I'm trying to add authentication to my Express-based server. I am noticing some strange behavior of the routing.
I've distilled the problem to this Express code:
app.get('/', function (req, res) {
console.log('this is reached first');
res.send('Hello');
});
app.get('/', function (req, res) {
console.log('this is not reached');
});
app.get('*', function (req, res) {
console.log('this is reached');
});
Upon requesting '/' the 1st handler is called. It provides a response and does not call next(). Therefore I am surprised to see that the 3rd handler ('*') is also called! Another surprise is that the response ('res') passed to the 3rd handler is not the same as the one passed to the first handler. (If I were to call next() from the 1st handler then the 2nd handler would be called, and with the same response object.)
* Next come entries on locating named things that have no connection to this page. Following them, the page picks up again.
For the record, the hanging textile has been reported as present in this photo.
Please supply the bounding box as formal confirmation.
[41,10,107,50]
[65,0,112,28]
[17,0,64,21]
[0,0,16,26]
Now for my real scenario: I want to process requests and verify authentication in a global manner. Some routes, however, should remain available for non-authenticated users. I based my solution on Zikes' answer. I routed the "free" paths first. Then I included an route handler for all ('*'). It would call next() if the user is authenticated or next(err) otherwise. Following are all the "restricted" routes. And finally, my own error handler using app.use. It looks something like this:
app.use(app.router);
app.use(function(err, req, res, next) {
console.log('An error occurred: ' + err);
res.send(401, 'Unauthorized');
});
app.get('/', function (req, res) {
res.send('Hello all');
});
app.all('*', function (req, res, next) {
if (req.user) {
next(); // authorized
} else {
next(new Error('401')); // unauthorized
}
});
app.get('/members', function (req, res) {
res.send('Hello member');
});
This works rather well, blocking access to '/members'. However, it has bug: the authentication check and error handling happens even when accessing the non-restricted path ('/'). After the intended response is sent, the error handler tries to send a 401 error response. The latter does not get sent, but the code should not run.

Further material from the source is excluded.